张忠双眉倒立,厉声大喝:「你知道个屁!现在固安就是办事最不力的地方。你身为霸州父母官,纵容华钰偏袒刁民贱户,抗拒纳税,咱家要弹劾你,让你丢官罢职、让你去坐大狱,你知道吗?」
「是是是。下官知……」,乔语树听到这儿忽地醒过味儿来,立即噗嗵一声跪倒在地,嚎叫道:「啊!嗷~~啊!公公,下官知罪。」
张忠被他杀猪似地嚎叫吓了一跳:我就是吓吓你,你叫得那么难听干什么?
他哪知道乔语树听说要罢他的官,一下子跪急了,加上他苦读二十多年,眼神不好,这一跪一不小心膝盖正好重重地跪在摔碎的砚台上。钻心的疼啊。
乔语树是个尸位素餐、庸碌无为的官儿,政绩谈不上,不过倒也不贪,每天就守着县衙那一亩三分地,谁下命令他都没意见。只要官比他大他就不反对,对于张忠的政令从来不拖后腿。
所以张忠其实对这个乔县令还是挺满意地,毕竟找个志向相投地贪官污吏来守固安,自已的手指缝儿就得松一松,漏点油水给他。这位乔语树先生是县衙门里泥雕木塑的一个摆设,有等于没有,不算讨人嫌。

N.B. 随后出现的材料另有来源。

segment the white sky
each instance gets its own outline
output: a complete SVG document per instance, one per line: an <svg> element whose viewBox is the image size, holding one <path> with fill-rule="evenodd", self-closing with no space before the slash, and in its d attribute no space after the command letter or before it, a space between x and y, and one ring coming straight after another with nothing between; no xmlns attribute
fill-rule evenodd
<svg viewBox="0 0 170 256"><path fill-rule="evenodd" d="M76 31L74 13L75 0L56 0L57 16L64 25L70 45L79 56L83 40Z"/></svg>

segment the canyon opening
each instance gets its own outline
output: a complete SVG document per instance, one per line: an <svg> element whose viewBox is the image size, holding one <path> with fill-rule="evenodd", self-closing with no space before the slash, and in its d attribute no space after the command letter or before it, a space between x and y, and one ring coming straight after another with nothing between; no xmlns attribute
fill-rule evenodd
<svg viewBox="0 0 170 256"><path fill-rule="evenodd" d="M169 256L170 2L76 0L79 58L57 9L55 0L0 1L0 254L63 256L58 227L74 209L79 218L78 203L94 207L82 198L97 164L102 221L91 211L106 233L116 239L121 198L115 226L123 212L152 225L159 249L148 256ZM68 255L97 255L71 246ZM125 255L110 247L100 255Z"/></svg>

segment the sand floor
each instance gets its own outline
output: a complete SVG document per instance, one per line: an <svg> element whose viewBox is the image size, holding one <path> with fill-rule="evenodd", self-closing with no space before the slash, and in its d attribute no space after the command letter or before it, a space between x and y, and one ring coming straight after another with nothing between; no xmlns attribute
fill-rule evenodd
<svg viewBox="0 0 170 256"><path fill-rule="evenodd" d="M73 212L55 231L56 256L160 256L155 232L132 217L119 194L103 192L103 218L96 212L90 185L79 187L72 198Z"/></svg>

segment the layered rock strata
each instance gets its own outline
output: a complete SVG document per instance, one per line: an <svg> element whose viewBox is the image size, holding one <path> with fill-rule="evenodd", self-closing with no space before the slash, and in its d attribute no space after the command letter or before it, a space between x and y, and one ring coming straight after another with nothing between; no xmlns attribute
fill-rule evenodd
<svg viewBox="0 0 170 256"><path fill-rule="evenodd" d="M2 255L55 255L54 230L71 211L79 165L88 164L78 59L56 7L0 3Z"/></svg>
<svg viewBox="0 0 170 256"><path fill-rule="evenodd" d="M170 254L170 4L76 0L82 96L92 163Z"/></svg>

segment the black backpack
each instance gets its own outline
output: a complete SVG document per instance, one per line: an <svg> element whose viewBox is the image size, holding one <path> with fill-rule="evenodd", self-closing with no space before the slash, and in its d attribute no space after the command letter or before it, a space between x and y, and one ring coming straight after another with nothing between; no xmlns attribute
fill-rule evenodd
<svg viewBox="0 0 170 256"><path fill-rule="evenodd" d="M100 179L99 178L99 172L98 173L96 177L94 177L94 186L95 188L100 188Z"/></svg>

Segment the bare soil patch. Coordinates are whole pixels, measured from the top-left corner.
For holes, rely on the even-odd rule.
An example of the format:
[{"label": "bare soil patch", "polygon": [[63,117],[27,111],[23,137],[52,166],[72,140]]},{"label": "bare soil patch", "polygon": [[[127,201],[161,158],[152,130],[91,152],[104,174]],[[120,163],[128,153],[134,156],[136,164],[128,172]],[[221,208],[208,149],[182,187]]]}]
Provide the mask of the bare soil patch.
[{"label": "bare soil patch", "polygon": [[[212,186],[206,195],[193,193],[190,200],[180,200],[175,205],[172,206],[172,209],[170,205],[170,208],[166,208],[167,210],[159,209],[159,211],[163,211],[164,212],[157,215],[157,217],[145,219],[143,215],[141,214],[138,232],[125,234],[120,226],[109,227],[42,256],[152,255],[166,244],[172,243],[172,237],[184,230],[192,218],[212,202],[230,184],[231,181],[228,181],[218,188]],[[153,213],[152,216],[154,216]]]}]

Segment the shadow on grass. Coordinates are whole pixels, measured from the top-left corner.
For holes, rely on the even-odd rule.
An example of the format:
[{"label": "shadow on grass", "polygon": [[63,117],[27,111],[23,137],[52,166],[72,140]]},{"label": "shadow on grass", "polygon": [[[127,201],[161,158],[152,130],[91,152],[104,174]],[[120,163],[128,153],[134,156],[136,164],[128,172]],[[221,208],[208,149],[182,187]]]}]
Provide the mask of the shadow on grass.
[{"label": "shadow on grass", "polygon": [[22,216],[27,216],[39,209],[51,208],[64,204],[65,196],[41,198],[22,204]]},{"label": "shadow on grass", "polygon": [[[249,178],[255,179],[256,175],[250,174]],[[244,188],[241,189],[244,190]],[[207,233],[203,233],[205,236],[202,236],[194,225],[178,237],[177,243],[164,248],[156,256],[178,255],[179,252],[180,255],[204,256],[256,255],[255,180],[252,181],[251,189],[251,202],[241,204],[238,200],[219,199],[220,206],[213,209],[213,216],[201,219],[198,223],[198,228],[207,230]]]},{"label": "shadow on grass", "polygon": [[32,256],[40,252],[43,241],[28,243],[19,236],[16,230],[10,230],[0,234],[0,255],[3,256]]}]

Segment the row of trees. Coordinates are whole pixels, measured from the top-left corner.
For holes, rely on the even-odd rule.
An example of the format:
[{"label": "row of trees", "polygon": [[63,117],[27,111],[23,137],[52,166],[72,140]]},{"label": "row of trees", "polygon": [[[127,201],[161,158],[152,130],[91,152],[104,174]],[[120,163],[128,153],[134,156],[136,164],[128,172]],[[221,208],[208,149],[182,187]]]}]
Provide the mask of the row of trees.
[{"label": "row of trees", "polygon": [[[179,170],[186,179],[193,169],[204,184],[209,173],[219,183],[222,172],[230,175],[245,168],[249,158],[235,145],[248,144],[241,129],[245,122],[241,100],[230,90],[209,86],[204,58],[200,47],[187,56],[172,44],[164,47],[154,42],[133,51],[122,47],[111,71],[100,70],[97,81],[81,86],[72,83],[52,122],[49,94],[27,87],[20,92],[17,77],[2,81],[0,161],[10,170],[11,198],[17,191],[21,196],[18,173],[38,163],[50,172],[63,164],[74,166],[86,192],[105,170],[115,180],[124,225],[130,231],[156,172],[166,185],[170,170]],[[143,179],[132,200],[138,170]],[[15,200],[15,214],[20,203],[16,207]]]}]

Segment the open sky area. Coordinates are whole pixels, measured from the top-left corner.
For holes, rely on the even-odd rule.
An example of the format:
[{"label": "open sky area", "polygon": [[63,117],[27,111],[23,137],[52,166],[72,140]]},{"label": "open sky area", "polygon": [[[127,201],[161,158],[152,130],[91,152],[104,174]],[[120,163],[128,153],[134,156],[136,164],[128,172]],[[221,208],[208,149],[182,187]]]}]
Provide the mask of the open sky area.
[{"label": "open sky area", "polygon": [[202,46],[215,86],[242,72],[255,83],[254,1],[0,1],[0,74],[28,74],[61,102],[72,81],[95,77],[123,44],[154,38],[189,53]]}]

张忠瞪了跪在那儿呲牙咧嘴的乔知县一眼。说道:「你是一县的父母官,为什么放任华钰屡次三番与咱家为难?有这个东西在那儿阻挠,固安的刁民都不纳税了,那朝廷怎么办?你这个县令怎么当的?」
乔语树苦着脸道:「公公,下官……才调来固安两年,华钰都在这儿做了二十多年的官啦,光是现在的职务就做了整整十年,同僚好友遍布上下,乔推官没有丝毫把柄落在下官手里。下官想管也管不了他呀。」
张忠不屑地道:「真是一个废物!就知道你无能,所以咱家亲自来固安坐镇,替你管管这固安县。刁民必须惩治,税赋必须收齐。看看你那副德性,脑满肠肥,跟头猪似地,纯粹是泔水吃多了,从今天起你给咱家跑勤快点儿,率领县治人员,配合税吏署在固安全境开始收税!」
「是是是,下官明白!」
「你……」,碰到这么个只会应是的废物,张忠也没辙了:「十万两不是个小数目,用车拉也得十几车呐,你有把握在一个半月内之内收得上来吗?」
「是是是,下官……呃……,请公公指教。」乔语树忍着膝下的疼痛,擦了把冷汗,总算换了套词。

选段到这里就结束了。